Since launching in 2014, FAU Tech Runway has helped budding entrepreneurs secure more than $46 million in investor funding and generate $23 million in revenue.
“The 52 companies that have graduated from FAU Tech Runway have created nearly 300 new jobs with an average salary of more than $63,000,” said Daniel C. Flynn, Ph.D., FAU’s vice president for research. “We look forward to the continuing launch of cutting-edge companies that will contribute to the economic vitality of FAU and Florida.”
No FAU Tech Runway company has rocketed to success more quickly than EagleEye Intelligence, a game-changer in technology-driven public safety. The company is the brainchild of serial entrepreneur and FAU alum Scott Adams, who was a key advisor during the launch of FAU Tech Runway.
FAU Tech Runway provides startups with free working space, expert mentoring, interns, Stanford’s Lean LaunchPad curriculum, access to angel and investor networks, and $25,000 awarded to the top four entrepreneurs.

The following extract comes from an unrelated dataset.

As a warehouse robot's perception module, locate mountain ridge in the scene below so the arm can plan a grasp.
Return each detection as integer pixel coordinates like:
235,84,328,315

“I needed infrastructure and space, and it was very helpful to be close and involved in some of the early decisions as they unfolded as Tech Runway formed,” Adams said of his decision to launch EagleEye there.
In two years, EagleEye has raised $14 million in venture capital and grown from two employees — Adams and co-founder Rex Ciavola — to 31.
The company provides critical incident management solutions for public safety and security.
Adams’ vision is to create safer communities by using advanced technology to gather and interpret data from multiple sources — think cameras, sensors, drones and other connected devices and equipment — so law enforcement, military and security officials can make real-time decisions to prevent a crisis or respond to one.
With its Intelligent Event Response technology, STRAX, EagleEye’s proprietary software platform, helps law enforcement with search and rescue missions, accident investigations, SWAT operations, fire rescue support, and disaster damage assessment and the ensuing recovery efforts. STRAX provides a critical incident management solution delivering real-time, tactical intelligence that enables responders and commanders to easily communicate.
The company aided first responders and other rescue groups in the Florida Keys in the wake of Hurricane Irma, providing a bird’s-eye view of the damage, according to Eric Heatzig, EagleEye’s vice-president of research and development.
A “real-time crime center” component uses artificial intelligence and analytics that can monitor thousands of video cameras. The center is integrated with crime databases to help solve crimes and more.
“When a 911 call comes in saying a child is getting put in the back of a blue Honda and they have a tag number … cameras can track it … and follow it,” Adams said.
Adams said his drive to succeed is fueled by a desire “to apply my talents to do something useful, meaningful and create safer communities using advanced technologies.”
“Our goal is to get our first save. Save someone’s life who otherwise who would not be here without our technology.”